Well, that was quick. The new frugality lasted all of two years. Is that good or bad?

One takeaway from the newly minted Federal Reserve quarterly flow of funds report is that America has stopped paying down debt.

Not the most reassuring picture

Private sector debt fell by $165 billion in the third quarter. That is just a quarter of the rate of decline a year ago, Capital Economics notes. But what’s more, government debt issuance more than canceled out that drop, expanding by $380 billion during the period ended in September.

That gap, if you can bear it, stands to get even bigger in coming quarters should Congress approve the deficit-expanding tax deal reached this month by the White House and congressional Republicans.

That shift is not exactly reassuring the many fiscal hawks who warn that U.S. profligacy will not end well. They say the wider the budget gap, the bigger the mountain of debt sitting atop U.S. assets. Both of those trends, they claim, will push the dollar toward collapse in an inflationary crisis reminiscent of a banana republic.

If the ever-growing U.S. budget deficit is exhibit one in this lecture, exhibit two is the staggering level of debt piled up on all levels of society, as measured by the ratio of nonfinancial debt to economic output. Though there has been some talk of Americans getting their financial houses in order, there is not a lot of evidence of it to look at this number (see chart, right).

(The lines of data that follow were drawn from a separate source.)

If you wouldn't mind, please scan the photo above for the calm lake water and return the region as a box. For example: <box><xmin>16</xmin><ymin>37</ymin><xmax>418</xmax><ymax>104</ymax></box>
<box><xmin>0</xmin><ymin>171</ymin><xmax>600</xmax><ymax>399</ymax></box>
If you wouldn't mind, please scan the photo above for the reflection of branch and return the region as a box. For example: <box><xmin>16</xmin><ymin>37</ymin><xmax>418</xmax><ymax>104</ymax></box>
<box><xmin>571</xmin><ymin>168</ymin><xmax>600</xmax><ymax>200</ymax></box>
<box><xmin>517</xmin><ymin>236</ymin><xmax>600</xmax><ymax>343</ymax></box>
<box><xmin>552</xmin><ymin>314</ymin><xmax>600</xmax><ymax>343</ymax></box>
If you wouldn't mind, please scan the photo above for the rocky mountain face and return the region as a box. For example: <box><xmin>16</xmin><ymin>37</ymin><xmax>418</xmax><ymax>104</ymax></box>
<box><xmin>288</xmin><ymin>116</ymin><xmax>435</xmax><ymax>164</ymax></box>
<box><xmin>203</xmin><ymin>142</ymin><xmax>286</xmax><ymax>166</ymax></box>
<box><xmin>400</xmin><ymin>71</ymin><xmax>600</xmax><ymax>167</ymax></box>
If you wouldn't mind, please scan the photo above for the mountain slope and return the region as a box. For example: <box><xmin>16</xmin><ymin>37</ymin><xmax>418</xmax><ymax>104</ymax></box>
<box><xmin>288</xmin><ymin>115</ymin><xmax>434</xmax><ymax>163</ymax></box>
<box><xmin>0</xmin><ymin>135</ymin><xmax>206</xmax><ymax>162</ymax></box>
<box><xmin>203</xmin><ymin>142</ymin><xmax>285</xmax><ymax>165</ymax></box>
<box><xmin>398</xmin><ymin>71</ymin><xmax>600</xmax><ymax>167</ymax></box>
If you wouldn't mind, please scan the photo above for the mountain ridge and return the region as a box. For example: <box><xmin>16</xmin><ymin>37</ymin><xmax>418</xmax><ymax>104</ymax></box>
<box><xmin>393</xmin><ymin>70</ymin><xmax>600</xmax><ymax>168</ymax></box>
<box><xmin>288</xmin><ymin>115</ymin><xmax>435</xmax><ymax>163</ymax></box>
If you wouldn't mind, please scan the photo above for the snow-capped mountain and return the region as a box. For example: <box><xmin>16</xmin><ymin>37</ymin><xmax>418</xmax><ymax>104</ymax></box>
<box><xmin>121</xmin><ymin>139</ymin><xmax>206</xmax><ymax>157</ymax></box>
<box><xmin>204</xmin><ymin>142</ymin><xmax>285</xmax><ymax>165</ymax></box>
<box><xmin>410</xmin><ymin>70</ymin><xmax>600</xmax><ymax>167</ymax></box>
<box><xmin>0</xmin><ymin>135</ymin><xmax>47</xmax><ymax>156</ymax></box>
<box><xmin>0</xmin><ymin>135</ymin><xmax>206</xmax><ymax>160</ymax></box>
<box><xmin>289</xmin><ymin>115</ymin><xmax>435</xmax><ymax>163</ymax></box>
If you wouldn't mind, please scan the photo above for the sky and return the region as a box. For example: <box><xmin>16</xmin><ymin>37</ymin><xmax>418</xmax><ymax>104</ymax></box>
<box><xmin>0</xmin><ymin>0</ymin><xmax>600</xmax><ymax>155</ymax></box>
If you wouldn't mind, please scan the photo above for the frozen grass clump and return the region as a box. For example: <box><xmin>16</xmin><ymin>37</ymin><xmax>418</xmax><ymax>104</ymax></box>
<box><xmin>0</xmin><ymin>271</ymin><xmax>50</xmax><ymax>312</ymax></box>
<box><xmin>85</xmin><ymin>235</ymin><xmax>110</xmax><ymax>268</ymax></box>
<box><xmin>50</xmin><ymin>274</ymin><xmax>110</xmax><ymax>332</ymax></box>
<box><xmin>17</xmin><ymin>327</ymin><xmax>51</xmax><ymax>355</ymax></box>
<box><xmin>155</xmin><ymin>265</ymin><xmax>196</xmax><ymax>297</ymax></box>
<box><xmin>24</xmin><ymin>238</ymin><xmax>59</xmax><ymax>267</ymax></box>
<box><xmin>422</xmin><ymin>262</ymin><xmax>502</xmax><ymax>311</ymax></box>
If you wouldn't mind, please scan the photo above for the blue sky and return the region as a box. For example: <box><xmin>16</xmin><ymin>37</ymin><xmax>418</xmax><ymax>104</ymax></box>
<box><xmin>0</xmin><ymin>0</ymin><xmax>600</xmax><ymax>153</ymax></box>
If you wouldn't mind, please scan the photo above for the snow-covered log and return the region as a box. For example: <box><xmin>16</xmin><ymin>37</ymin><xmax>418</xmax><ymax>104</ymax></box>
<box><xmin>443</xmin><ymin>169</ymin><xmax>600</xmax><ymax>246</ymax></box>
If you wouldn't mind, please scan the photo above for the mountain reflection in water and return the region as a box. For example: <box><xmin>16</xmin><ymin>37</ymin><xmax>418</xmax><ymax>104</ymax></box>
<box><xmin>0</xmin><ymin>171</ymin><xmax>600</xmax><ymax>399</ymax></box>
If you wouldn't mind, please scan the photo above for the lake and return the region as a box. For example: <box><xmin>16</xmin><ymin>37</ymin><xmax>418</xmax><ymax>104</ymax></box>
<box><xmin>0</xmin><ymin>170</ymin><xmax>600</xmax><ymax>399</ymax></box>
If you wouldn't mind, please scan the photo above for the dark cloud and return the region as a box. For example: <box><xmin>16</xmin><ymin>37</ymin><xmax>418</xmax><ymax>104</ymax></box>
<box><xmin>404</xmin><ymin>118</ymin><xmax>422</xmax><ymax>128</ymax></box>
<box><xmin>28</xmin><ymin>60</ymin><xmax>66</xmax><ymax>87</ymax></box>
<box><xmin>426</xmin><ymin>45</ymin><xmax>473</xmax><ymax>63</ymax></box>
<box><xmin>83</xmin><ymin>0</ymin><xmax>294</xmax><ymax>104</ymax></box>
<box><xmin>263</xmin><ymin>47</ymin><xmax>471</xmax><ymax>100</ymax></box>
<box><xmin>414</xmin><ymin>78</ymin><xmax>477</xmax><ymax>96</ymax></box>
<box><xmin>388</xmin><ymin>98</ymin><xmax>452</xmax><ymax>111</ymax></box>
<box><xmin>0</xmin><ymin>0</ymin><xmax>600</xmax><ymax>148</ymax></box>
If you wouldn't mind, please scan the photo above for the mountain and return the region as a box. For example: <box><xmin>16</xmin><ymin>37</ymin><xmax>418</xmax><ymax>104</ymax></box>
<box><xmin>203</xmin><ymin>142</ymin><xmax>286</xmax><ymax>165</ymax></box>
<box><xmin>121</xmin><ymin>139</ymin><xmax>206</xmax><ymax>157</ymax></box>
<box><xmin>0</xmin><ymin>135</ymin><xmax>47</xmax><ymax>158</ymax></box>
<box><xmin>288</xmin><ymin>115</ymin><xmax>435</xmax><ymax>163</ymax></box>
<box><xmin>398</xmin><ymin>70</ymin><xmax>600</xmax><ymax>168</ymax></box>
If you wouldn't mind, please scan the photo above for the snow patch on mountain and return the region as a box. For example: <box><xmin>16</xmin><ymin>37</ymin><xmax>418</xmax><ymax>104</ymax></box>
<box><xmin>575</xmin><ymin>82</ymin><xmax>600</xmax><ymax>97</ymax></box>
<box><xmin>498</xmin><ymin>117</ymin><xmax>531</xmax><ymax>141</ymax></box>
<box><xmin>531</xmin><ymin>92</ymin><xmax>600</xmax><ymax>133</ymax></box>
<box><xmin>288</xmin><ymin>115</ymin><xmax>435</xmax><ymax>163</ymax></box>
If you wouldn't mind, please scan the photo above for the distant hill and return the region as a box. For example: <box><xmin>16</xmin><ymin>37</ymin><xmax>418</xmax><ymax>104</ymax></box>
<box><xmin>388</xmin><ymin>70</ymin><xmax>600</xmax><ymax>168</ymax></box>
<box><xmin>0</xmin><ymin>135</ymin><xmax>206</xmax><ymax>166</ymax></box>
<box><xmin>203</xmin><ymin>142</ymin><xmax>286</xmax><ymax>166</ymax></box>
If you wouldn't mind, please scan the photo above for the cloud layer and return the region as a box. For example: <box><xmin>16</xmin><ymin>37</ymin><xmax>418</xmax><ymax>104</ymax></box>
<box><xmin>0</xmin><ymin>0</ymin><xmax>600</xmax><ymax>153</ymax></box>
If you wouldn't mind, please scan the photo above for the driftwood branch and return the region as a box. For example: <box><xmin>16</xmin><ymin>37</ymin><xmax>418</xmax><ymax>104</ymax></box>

While financial firms have indeed cut their debt by 16% or so since the financial crisis broke out two years ago, nonfinancial debt – that carried by consumers, government and nonfinancial businesses — remains just 2 percentage points below its bubble-era peak, at 243% of GDP.

“So you can forget about all that deleveraging talk,” says Euro Pacific Capital economist Michael Pento, who believes the dollar will collapse in an inflationary whirlwind. “The U.S. is in fact still leveraging up, both in nominal terms and as a percentage of GDP.”

Yet as irresponsible as this might sound, there is an argument in favor of this unexpected pause in our deserved march to austerity — which is that it just maybe could keep the economy staggering forward for a while as the search for a new growth engine goes on.

The observation that American consumers have stopped adding to savings and have returned to spending is admittedly unnerving, because it was our profligacy that put us in this fix in the first place. Everyone will be rightly concerned if the saving rate dives back toward zero and debt levels start climbing again.

But for now, a bit more spending and a bit less scrimping could pave the way to better growth and, Ben Bernanke no doubt hopes, more of the same down the road. And as he knows, it is only through higher growth that we will be able to overcome climb our unhappy debt mountain.

The unexpected rise in consumer spending is part of the reason economists at the likes of Goldman Sachs and UBS have been raising their U.S. growth forecasts lately.

“This is a pretty important shift,” Goldman economist Jan Hatzius said this month. “This is why are we turning more upbeat on U.S. growth after being downbeat for the past five years.”

There is another aspect to this story, which is that as spendthrift and irresponsible as Americans have been, their banks and other so-called financial intermediaries were even worse – which means their debt levels perhaps have further to fall.

Financial sector debt amounted to just 24% of nonfinancial debt in 1990, for instance. Even after all the banking sector deleveraging, that number was 40% in the third quarter of 2010. Everyone in the United States has some belt tightening to do, but surely some more than others.